Discussion Summary of "Sizing Router Buffers"

 

CSE 770x of Fall 2004

 

This paper got a pretty good rating from the summaries I received from all the students in our class. Out of the 14 students, 9 students rated this paper among top 3 (and 5 of them rate this paper No. 1), 5 students rated this paper in the middle. Very similar results are collected in the poll right after the presentation. However through discussion especially some comments from the professors, the overall reaction to this paper may go down to some extent.

Overall, this paper may or may not become the best paper chosen for this semester because of the controversies and the relative quality and strength of the other papers we are going to evaluate.

This paper argued that the backbone routers with thousands of flows do not need the current buffer size based on the rule-of-thumb, which states that a link needs a buffer of size B=RTT * C, where RTT is the average round-trip time of a flow passing across the link, and C is the data rate of the link. In fact, through the authors’ modeling, mathematical analysis, simulations and experiments, they claim that a link with n flows requires no more than B= (RTT * C)/sqrt(n), which would enormously affect the routers’ design and cost.

The rule of thumb comes from a single TCP long flow or multiple synchronized long flows passing through the link and to keep the link busy by provide enough buffer. Through some citations and the authors’ simulation, they conclude that when the number of flows are over 500, the can treat flows as being not synchronized at all. Therefore by using central limit theorem, the authors analyzed the distribution of the queue occupancy and further concluded that they can use the buffer size showed earlier to achieve full utilization for flows with number of n = 10000 or larger. Another part of the paper is to evaluate the affect from short-lived flows in the mixes of short- and long-lived flows, and the conclusion here is that the average queue length peaks when the probability of large burst is highest, but not when the average burst size is highest, so the bandwidth has no impact on the buffer requirement. The analysis also attributes to the shape of hillt! ops observed on Figure 9.  

The possible points for this paper to be selected as the best paper are:

·        Well written, address the problem clearly, provide accurate analysis.

·        Novel idea, attack practical and vital issues about routers

·        Acknowledge the related areas not covered by the paper

The potential reasons NOT for this paper to be selected as the best paper are:        

·        Made several assumptions that are not fully proved before their mathematical modeling and analysis

·        Simulation and experiments are not enough to support the viewpoints.

All the above summaries are also reflected in some degree in the discussion after the presentation. || ( this symbol ‘||’ is used to separate different topics appeared in the discussion session of this paper) If the buffer size can be reduced by the factor sqrt(n) comparing to what is widely used now at backbone routers, the buffer can be even implemented using on-chip SRAM, reducing the amount of pins needed to access them.
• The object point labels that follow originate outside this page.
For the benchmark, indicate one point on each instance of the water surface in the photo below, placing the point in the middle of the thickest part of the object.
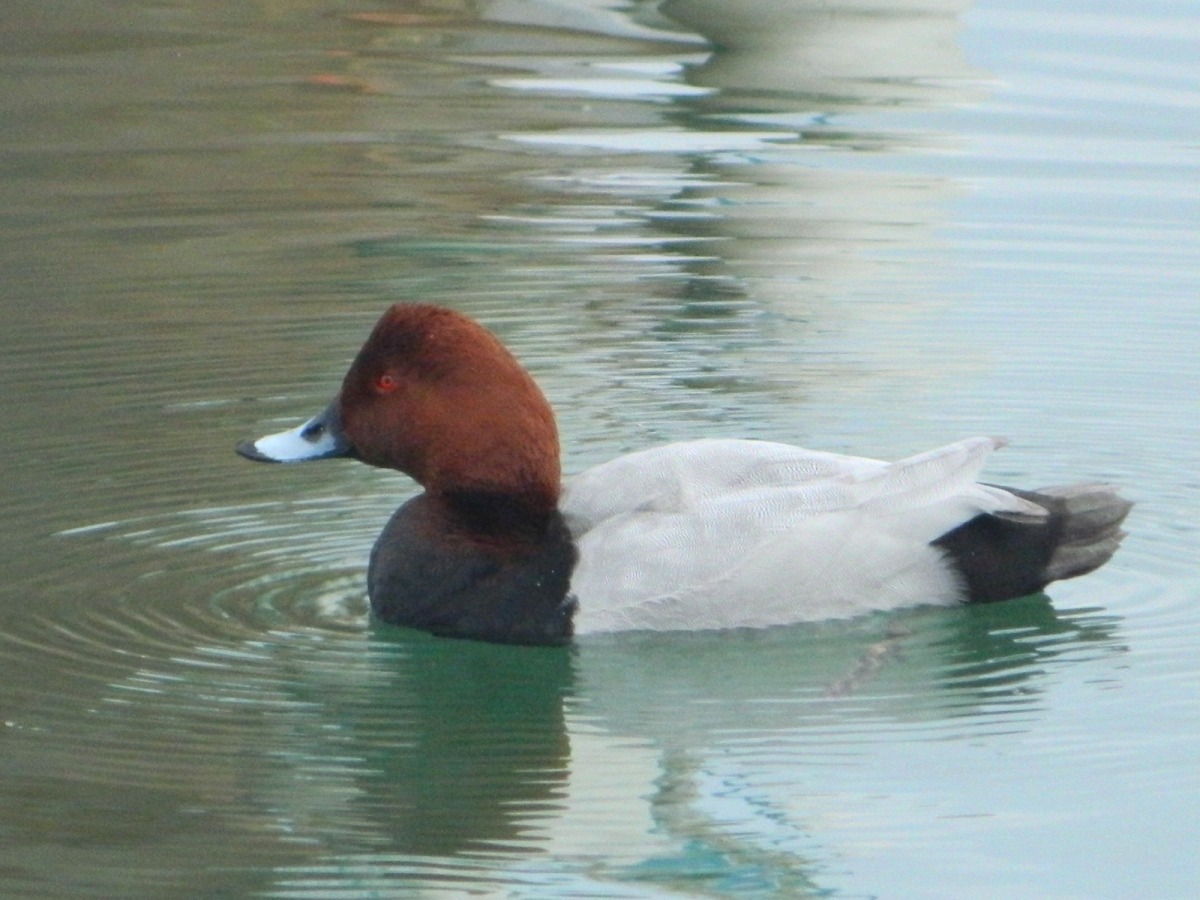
(862, 228)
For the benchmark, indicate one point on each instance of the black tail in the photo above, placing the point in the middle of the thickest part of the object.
(1002, 557)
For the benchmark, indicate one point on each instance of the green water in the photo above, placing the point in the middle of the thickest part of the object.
(868, 229)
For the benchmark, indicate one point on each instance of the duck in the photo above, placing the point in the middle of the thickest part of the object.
(713, 533)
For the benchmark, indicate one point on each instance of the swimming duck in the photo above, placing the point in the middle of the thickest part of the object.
(702, 534)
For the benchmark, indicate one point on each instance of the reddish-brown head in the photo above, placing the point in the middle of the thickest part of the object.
(437, 396)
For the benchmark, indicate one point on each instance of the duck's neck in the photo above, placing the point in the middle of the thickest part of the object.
(499, 515)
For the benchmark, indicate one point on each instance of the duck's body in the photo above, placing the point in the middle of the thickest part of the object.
(702, 534)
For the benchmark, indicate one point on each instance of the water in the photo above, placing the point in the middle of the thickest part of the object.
(862, 228)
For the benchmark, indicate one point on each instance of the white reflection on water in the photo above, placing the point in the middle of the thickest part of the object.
(863, 227)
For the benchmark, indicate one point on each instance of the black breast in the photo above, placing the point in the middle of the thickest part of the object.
(474, 570)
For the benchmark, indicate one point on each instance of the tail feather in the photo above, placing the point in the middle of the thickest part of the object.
(1091, 533)
(1001, 556)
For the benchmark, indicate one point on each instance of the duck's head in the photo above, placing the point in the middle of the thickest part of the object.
(437, 396)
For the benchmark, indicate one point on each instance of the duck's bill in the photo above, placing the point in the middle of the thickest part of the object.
(319, 438)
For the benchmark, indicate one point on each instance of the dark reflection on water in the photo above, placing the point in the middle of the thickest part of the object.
(827, 223)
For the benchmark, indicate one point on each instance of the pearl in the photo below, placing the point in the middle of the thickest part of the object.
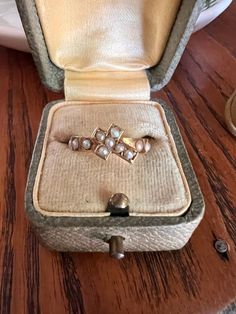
(100, 136)
(119, 148)
(115, 132)
(74, 143)
(86, 143)
(110, 142)
(103, 151)
(139, 145)
(128, 154)
(147, 147)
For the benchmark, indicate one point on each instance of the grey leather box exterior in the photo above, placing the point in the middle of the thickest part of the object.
(92, 234)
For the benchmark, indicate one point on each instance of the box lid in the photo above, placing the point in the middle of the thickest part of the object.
(158, 74)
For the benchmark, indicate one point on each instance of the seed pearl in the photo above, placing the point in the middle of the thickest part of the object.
(115, 132)
(128, 155)
(147, 147)
(100, 136)
(139, 145)
(86, 143)
(119, 148)
(74, 143)
(103, 151)
(110, 142)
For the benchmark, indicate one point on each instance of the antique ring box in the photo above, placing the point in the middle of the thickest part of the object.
(108, 56)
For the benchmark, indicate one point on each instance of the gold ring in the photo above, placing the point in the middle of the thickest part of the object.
(104, 143)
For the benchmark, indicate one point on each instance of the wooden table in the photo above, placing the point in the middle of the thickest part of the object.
(196, 279)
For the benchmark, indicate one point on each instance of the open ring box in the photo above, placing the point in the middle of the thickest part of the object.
(108, 55)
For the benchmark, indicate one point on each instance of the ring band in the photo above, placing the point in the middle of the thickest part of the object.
(104, 143)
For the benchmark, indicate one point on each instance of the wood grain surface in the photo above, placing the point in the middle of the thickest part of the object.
(195, 279)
The benefit will be more efficient performance through reducing the access time, less cost and power because of the support, and also provide a feasible solution as the line speed and the routers’ capacity increase much faster than the technology of memory access speedup. The cost saving can be compound if this could change the design architecture of backbone router.     ||With having the current buffer size, other than providing a peace of mind to the router operators if we can optimize the memory access methods through MPU or FPGA dynamic programming, maybe we can make better use the current buffer size.    || TCP with no buffers, the Utilization of bottleneck link is 75%.   || In order to provide quality of service the advanced queuing requires certain amount of buffer for each flow, therefore the relationship between buffer size and the numbers of flows may not be as the authors claimed.  || In their simulation, it seems like the authors should test with multiple number of flows and observe the performance and throughput, which may produce different result since in reality the number of flows going through a link can be varied. || The factor affecting the buffer requirement can be other than the number of flows, and window size might affect the desynchronized character of multiple flows which is the assumption the paper has for their analysis of buffer size. The detailed analysis of this observation can be found from the Appendix. || Misformed TCP flows can also affect the performance, such as FIFO queue with tail drop. || For this type of boundary analysis of the key parameter of backbone routers, I feel that assumptions could not be like “very rare” for synchronization taking place, “assume” that they are desynchronized enough that the window size processes are independent of each other.

 

Messages posted to the newsgroup: (The purpose is that we can easily find the related comments right here instead of going to the newsgroup)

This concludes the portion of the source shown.